Among the concerns of the group are traffic impacts, the elimination of street parking in favour of bike lanes and what they see as a lack of transparency in the consultation process.
Willowdale People held a rally in Mel Lastman Square on July 9, which was attended by over 50 people. The group was founded by Willowdale resident Stacie Korjenevitch. She said she sees the group as an opportunity to keep the public more informed.
“[REimagining Yonge] was something that was bugging me for quite some time because it was done in a way that residents were not even aware it was happening,” said Korjenevitch. She first read about it on Facebook in late March 2017 and attended a community meeting led by Coun. Filion. There, she met Norm Gardner, former North York city councillor and another organizing member of Willowdale People.
“It seems like the more people are informed about the fact that a lot of businesses may go out of business here, there will be more momentum in opposition to the elimination of the two lanes and the parking,” said Gardner.
According to Filion, the city has mailed out 66,000 notices for three separate community consultations, and his newsletter has been sent to 44,000 households.

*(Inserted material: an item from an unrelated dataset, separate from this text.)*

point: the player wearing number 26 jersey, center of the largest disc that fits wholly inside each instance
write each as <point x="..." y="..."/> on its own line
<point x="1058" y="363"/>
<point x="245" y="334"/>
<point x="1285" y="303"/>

“The vast majority of residents that have taken part of any of the consultations thus far are in favour of it,” said Filion. “So why would I give legitimacy to this group of people who I’ve never heard of, who don’t take part [in the consultations] over the many hundreds of people who I have spoken to who like it?”
Korjenevitch is confident the group will grow and is considering forming an official association.
“If we’re not vocal, we will not be heard,” she said. “Then Mr. Filion will go to city hall and say, ‘Everybody agrees with me. Everybody’s happy about this project’ because this is what he’s been telling people so far.”